Why does read_line throw End_of_file when used after Unix.pipe?

Context: To teach myself more about OCaml, Parsers and Unix systems programming I’m writing a basic shell in OCaml.

If I enter something like ls -Z while running my shell it successfully prints to stdout and moves the prompt to the next line. If I do something more complex like foo < infile 2> errfile > outfile it still woks just fine, moving the prompt to the next line. But if I do anything with any number pipes (viz. ls | grep foo) it will process the pipeline, emit to stdout, run the prompt a second time and then immediately throw End_of_file exception.

> ls | grep dune
dune-project
> 
// Immediately exits after printing > a second time

I’ve narrowed down the problem to my usage of read_line (). read_line is throwing an EOF immediately after I successfully pipe without waiting for user input.

Here is my main loop

let repl _ =
  print_newline ();
  let rec repl' _ =
    print_string "> ";
    let ln = read_line () in (* This line is throwing on the second iteration*)
    let prog = parse_string ln in
    ignore(exec_conditional prog);
    repl' ()
  in
  try repl' () with End_of_file -> ()

let () = repl ()

And the body of my executor where i perform the pipe (kind of long but for completeness)

let lastexitcode = ref 0

let redirect {file_desc = fd; filename; _} =
  match fd with
  | 0 ->
      let filehandle = Unix.openfile filename [ O_RDONLY ] 0o640 in
      Unix.dup2 filehandle Unix.stdin
  | 1 ->
      let filehandle =
        Unix.openfile filename [ O_TRUNC; O_CREAT; O_WRONLY ] 0o640
      in
      Unix.dup2 filehandle Unix.stdout
  | 2 ->
      let filehandle =
        Unix.openfile filename [ O_TRUNC; O_CREAT; O_WRONLY ] 0o640
      in
      Unix.dup2 filehandle Unix.stderr
  | _ -> raise @@ ExecError "TODO: Impl arbitrary file descriptor redirection"

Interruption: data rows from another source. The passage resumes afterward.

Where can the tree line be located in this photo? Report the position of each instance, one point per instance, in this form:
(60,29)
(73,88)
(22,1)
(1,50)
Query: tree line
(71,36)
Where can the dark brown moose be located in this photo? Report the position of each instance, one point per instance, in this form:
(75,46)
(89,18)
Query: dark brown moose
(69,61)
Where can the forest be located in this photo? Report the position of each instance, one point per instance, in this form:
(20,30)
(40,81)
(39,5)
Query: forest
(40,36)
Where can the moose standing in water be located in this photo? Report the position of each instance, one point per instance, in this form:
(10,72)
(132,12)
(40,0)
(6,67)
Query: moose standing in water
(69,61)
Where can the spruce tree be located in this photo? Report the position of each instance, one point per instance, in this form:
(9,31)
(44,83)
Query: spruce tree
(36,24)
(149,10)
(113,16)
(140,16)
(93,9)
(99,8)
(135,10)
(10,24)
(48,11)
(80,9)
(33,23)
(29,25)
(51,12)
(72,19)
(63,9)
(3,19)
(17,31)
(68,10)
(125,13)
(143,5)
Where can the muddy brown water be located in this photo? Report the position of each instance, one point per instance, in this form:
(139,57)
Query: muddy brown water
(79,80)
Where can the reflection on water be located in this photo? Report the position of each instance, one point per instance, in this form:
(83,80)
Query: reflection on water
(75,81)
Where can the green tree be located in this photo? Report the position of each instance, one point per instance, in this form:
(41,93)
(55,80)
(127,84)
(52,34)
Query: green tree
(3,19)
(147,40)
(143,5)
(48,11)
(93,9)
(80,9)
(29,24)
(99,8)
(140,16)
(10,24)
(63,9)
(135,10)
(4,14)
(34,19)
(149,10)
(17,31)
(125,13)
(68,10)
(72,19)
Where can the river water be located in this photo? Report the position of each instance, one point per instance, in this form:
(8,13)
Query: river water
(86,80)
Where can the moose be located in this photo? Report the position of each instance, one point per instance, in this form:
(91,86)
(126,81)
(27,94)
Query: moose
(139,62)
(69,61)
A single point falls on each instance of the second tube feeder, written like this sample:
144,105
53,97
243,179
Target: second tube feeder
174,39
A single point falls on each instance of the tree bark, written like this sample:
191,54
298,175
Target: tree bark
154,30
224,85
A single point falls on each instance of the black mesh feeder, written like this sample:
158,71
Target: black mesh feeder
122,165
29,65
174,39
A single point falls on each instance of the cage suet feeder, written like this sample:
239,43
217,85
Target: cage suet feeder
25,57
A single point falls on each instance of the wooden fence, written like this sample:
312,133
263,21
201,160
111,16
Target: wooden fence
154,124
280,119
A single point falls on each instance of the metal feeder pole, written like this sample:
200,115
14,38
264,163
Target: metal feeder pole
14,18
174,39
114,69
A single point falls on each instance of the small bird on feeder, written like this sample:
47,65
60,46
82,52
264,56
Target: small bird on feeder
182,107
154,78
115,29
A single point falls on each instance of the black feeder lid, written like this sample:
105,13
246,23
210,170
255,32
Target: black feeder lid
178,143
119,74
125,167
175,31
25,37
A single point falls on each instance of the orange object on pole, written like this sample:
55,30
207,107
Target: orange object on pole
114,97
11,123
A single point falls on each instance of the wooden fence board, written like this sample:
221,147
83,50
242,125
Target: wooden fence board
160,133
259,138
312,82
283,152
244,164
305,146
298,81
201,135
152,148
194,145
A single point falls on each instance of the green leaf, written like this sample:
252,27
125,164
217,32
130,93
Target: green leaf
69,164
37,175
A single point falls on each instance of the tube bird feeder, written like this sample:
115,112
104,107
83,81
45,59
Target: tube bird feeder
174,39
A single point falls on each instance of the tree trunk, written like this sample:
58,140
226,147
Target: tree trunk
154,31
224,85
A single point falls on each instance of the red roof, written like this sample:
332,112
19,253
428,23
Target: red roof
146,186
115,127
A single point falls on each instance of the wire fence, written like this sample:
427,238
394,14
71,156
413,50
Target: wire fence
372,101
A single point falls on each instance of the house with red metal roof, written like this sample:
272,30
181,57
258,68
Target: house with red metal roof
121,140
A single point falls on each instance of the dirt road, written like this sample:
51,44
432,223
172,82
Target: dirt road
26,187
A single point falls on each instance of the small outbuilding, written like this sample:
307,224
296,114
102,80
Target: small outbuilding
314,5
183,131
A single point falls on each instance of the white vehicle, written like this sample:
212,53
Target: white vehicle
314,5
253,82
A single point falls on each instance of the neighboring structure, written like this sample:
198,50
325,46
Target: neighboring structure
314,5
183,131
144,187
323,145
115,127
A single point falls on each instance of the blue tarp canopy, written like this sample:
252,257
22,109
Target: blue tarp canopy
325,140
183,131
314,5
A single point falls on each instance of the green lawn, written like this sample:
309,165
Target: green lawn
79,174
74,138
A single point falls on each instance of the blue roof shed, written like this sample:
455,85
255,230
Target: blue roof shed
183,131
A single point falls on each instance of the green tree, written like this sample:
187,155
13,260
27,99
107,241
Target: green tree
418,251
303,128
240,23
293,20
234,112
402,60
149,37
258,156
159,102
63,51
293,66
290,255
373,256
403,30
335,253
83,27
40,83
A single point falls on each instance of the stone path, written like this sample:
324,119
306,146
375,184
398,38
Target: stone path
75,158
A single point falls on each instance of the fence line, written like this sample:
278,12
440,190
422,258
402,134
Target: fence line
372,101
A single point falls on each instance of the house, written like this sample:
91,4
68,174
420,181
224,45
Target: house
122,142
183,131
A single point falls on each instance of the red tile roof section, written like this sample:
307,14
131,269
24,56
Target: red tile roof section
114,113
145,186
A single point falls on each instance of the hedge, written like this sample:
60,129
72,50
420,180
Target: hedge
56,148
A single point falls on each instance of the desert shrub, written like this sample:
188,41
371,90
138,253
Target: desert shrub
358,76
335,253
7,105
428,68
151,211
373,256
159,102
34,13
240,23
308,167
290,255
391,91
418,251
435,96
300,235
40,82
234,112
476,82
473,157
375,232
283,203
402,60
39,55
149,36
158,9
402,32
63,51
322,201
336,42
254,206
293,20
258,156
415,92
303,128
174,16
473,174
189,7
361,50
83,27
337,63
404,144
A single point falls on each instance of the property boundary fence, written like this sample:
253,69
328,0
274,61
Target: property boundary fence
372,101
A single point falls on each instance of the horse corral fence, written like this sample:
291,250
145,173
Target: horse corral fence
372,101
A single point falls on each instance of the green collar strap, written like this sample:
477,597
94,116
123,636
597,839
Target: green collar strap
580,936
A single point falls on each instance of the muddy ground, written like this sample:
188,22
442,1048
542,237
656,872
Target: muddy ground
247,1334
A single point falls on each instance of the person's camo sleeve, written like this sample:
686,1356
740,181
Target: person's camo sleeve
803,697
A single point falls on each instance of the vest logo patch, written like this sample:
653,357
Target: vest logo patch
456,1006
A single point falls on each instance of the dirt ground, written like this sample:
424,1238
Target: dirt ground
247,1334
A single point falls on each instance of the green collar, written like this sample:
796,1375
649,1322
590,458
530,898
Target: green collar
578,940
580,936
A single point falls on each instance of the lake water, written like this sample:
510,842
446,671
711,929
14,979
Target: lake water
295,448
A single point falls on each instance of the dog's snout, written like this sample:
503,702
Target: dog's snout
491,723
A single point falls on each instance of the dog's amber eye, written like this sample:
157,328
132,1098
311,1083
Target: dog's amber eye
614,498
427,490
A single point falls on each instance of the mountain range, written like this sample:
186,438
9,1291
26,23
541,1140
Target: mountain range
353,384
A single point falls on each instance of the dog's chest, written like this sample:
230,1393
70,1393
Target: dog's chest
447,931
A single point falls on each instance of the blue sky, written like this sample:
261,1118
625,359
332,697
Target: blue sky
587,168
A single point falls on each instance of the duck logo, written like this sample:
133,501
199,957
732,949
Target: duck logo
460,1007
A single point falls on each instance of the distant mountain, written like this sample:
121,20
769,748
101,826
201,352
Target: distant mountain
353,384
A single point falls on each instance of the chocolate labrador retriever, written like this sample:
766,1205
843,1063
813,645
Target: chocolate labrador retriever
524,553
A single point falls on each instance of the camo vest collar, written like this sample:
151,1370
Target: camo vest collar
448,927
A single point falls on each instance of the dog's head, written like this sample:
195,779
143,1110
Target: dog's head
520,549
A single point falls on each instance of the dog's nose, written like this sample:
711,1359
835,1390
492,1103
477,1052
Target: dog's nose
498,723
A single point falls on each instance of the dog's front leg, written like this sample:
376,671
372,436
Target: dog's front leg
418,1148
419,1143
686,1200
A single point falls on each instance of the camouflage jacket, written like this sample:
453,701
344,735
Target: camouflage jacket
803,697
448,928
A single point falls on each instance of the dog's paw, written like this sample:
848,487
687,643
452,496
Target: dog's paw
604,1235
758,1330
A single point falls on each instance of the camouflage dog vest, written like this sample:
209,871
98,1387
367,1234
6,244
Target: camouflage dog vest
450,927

let exec_pipeline pipeline =
  let pipeline_array = Array.of_list pipeline in
  let upper_index_bound = Array.length pipeline_array - 1 in
  (* Iterate from 0 to just max index - 1, performing the final fork after this loop*)
  for i = 0 to upper_index_bound - 1 do
    let fd_in, fd_out = Unix.pipe () in
    let command = pipeline_array.(i) in
    let pid = Unix.fork () in
    if pid < 0 then
      raise
      @@ ExecError ("Fork failed for command: " ^ command_to_string command)
    else if pid > 0 then (
      Unix.dup2 fd_in Unix.stdin;
      Unix.close fd_out;
      Unix.close fd_in)
    else (
      Unix.dup2 fd_out Unix.stdout;
      Unix.close fd_out;
      Unix.close fd_in;
      List.iter redirect command.redirections;
      Unix.execvp command.executable
        (Array.of_list (command.executable :: command.args)))
  done;

  let command = pipeline_array.(upper_index_bound) in
  let pid = Unix.fork () in
  if pid < 0 then
    raise @@ ExecError ("Fork failed for command: " ^ command_to_string command)
  else if pid > 0 then
    let _, status = Unix.waitpid [ Unix.WUNTRACED ] pid in
    match status with
    | Unix.WEXITED exitcode -> lastexitcode := exitcode
    | _ -> failwith "TODO: Stopped and signalled processes unimplemented"
  else (
    List.iter redirect command.redirections;
    Unix.execvp command.executable
      (Array.of_list (command.executable :: command.args)));
  
  !lastexitcode

let rec exec_conditional = function
| BasePipeline p -> exec_pipeline p
| Or (lhs, rhs) ->
  let retcode = exec_conditional lhs in
  if retcode <> 0 then exec_conditional rhs else retcode
| And (lhs, rhs) ->
  let retcode = exec_conditional lhs in
  if retcode <> 0 then retcode else exec_conditional rhs

For brevity I’ve omitted some of my type definitions since they don’t seem to be the problem.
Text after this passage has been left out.